The merged/interpolated model that implements the MMMixin class.

Return type:

Module

fluke.utils.model.batch_norm_to_group_norm(layer: Module) Module[source]

Iterates over a whole model (or layer of a model) and replaces every batch norm 2D with a group norm

Parameters:

layer (torch.nn.Module) – model or one layer of a model.

Returns:

model with group norm layers instead of batch norm layers.

Return type:

torch.nn.Module

Raises:

ValueError – If the number of channels \(\notin \{2^i\}_{i=4}^{11}\)

fluke.utils.model.safe_load_state_dict(model1: Module, model2_state_dict: dict) None[source]

Load a state dictionary into a model. This function is a safe version of model.load_state_dict that handles the case in which the state dictionary has keys that match with STATE_DICT_KEYS_TO_IGNORE and thus have to be ignored.

Caution

This function performs an inplace operation on model1.

Parameters:
  • model1 (torch.nn.Module) – The model to load the state dictionary.

  • model2_state_dict (dict) – The state dictionary.

fluke.utils.model.check_model_fit_mem(model: Module, input_size: tuple[int, ...], num_clients: int, device: str = 'cuda', mps_default: bool = True)[source]

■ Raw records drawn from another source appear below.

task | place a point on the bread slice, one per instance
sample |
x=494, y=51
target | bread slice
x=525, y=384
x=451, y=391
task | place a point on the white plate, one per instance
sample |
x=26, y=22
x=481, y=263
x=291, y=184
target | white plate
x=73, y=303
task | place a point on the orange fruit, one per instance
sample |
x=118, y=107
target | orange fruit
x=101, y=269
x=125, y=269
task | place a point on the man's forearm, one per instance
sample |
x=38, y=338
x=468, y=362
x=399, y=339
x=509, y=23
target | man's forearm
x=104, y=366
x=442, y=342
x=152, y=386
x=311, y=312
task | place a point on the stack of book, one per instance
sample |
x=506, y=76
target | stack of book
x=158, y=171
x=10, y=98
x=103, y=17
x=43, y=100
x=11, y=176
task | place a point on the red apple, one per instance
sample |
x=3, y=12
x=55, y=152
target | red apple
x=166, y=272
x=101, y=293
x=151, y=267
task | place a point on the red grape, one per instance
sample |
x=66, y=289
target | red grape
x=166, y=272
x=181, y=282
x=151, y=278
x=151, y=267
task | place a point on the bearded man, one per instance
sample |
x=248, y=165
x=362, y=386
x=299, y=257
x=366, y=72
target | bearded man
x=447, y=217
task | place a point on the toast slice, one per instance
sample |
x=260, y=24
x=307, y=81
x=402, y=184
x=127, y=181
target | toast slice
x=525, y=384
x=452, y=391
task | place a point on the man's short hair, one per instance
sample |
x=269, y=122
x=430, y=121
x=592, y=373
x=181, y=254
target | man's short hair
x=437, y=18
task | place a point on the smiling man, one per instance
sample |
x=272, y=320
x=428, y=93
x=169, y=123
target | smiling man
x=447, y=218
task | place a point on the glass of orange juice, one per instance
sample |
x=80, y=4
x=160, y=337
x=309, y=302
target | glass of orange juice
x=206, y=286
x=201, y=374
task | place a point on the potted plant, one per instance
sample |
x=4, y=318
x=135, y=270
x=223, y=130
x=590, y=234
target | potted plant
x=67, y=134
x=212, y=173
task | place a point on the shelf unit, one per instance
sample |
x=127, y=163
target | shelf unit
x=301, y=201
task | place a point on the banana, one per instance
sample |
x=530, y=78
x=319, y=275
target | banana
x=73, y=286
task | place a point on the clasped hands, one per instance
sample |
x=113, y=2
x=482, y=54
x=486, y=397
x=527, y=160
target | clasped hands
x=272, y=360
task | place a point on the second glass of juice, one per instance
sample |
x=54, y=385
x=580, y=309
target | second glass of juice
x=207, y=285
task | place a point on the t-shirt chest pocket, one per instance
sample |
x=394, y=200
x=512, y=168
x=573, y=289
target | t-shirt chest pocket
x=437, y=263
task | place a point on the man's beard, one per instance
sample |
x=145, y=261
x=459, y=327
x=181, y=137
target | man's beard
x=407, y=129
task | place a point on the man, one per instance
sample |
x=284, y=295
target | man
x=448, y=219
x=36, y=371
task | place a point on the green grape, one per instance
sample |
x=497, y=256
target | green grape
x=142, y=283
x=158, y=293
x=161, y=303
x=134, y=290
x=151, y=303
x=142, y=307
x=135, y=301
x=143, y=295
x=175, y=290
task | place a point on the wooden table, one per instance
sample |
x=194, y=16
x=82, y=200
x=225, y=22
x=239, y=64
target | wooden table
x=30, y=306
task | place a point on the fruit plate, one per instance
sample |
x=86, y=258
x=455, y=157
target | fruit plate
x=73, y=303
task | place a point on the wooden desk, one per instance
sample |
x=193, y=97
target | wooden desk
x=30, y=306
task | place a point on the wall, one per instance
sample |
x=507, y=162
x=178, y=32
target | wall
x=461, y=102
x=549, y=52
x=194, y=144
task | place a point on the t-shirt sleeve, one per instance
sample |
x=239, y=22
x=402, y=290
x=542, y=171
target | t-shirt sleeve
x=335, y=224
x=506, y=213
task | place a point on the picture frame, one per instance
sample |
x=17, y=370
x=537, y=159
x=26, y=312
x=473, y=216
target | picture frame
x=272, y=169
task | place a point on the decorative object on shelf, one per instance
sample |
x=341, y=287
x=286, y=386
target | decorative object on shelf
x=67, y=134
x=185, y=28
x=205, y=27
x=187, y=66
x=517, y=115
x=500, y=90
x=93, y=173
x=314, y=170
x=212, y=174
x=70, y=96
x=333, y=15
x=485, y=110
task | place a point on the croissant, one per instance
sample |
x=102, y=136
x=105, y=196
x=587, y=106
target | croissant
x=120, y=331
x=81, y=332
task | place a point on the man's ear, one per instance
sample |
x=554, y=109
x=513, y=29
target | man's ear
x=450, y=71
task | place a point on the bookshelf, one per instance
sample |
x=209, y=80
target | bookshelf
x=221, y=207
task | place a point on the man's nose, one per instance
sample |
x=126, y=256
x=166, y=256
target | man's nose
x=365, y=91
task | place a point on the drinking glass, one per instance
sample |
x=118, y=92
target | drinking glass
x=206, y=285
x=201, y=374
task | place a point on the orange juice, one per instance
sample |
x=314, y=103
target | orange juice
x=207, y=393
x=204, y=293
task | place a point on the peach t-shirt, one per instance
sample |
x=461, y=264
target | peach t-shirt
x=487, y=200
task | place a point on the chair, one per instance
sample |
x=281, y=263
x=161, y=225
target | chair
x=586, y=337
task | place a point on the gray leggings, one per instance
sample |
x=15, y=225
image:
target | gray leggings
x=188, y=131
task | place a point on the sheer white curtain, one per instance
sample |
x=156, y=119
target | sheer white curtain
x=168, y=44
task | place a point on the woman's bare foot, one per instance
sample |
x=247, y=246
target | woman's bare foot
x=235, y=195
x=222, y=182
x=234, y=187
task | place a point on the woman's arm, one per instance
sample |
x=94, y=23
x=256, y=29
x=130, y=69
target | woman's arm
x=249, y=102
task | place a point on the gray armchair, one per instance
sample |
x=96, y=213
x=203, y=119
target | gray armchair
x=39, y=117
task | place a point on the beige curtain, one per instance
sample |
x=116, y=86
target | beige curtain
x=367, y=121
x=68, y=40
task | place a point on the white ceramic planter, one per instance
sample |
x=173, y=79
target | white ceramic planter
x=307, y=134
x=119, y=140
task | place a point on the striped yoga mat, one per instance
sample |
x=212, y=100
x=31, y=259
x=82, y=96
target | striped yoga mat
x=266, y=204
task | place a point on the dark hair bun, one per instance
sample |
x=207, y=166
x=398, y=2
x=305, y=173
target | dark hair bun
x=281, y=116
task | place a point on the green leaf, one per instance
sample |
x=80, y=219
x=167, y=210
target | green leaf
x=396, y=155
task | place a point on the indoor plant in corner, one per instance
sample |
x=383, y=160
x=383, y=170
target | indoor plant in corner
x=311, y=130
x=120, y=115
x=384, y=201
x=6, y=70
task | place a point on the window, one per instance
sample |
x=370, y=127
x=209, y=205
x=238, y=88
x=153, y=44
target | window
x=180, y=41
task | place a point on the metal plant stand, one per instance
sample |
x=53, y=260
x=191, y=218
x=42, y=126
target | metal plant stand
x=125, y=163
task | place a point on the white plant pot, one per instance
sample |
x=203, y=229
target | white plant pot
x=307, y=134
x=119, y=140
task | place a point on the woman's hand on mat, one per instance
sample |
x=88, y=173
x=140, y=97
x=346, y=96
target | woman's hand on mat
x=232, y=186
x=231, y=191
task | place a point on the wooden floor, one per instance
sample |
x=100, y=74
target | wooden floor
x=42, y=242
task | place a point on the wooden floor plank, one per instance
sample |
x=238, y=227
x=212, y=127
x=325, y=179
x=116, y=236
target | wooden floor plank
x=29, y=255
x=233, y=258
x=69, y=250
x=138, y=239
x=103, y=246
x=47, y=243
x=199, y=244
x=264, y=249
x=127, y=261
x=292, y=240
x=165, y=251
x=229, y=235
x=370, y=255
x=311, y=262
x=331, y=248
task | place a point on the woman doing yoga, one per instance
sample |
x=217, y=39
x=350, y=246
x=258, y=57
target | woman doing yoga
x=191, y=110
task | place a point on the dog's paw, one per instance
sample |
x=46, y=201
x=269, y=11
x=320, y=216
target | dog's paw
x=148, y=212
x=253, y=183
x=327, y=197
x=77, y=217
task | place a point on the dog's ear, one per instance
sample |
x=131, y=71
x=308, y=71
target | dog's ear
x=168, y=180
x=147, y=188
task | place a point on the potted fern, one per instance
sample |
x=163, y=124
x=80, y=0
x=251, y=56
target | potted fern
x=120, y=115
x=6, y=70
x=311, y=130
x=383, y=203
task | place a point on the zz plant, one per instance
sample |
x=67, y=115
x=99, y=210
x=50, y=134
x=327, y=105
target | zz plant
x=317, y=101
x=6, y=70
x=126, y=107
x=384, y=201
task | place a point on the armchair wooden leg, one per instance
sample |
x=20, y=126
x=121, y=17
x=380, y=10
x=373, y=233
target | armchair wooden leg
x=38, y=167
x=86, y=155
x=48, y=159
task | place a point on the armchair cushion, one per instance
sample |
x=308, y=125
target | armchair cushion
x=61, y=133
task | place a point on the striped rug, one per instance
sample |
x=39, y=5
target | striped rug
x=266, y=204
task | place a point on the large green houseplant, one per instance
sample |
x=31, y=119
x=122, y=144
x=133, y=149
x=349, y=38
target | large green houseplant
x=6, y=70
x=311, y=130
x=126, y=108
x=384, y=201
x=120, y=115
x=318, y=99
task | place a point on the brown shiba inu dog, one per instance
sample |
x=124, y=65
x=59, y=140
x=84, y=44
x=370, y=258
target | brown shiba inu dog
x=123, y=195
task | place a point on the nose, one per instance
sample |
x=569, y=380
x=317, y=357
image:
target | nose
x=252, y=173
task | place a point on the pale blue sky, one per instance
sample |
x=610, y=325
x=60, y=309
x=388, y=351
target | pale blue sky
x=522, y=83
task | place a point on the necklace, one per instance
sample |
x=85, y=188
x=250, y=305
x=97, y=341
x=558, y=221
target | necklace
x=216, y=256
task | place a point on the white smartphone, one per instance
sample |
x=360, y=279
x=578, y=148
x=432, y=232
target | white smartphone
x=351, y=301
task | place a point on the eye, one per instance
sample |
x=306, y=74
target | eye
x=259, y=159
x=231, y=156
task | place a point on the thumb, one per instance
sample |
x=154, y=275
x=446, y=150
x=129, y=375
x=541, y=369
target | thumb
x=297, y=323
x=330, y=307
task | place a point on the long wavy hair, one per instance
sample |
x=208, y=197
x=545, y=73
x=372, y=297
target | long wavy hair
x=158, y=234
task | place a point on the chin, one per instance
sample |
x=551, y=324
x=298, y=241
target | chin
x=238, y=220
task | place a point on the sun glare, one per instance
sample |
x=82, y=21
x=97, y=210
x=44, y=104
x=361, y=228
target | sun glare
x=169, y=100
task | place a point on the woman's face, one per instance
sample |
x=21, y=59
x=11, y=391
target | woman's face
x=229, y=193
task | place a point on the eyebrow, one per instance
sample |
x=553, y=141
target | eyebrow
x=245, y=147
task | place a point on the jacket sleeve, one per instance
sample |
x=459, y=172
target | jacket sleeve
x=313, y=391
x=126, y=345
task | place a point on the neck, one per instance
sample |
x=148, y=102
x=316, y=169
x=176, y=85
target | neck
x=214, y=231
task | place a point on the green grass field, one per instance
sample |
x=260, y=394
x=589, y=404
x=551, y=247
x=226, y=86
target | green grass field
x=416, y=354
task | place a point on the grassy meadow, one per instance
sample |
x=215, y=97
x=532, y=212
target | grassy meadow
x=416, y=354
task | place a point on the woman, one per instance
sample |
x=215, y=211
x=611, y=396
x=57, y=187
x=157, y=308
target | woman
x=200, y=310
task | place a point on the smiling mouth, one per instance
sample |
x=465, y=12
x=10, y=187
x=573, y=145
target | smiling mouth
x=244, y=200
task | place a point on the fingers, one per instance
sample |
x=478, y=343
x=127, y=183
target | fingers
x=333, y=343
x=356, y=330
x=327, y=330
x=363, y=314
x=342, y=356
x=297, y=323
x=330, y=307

Check if the models fit in the memory of the device. The method estimates the memory usage of the models, when all clients and the server own a single neural network, on the device and checks if the models fit in the memory of the device.

Attention

This function only works for CUDA devices. For MPS devices, the function will always return the value of mps_default. To date, PyTorch does not provide a way to estimate the memory usage of a model on an MPS device.

Parameters:
  • model (torch.nn.Module) – The model to check.

  • input_size (tuple[int, ...]) – The input size of the model.

  • num_clients (int) – The number of clients in the federation.

  • device (str, optional) – The device to check. Defaults to ‘cuda’.

  • mps_default (bool, optional) – The default value to return if the device is MPS.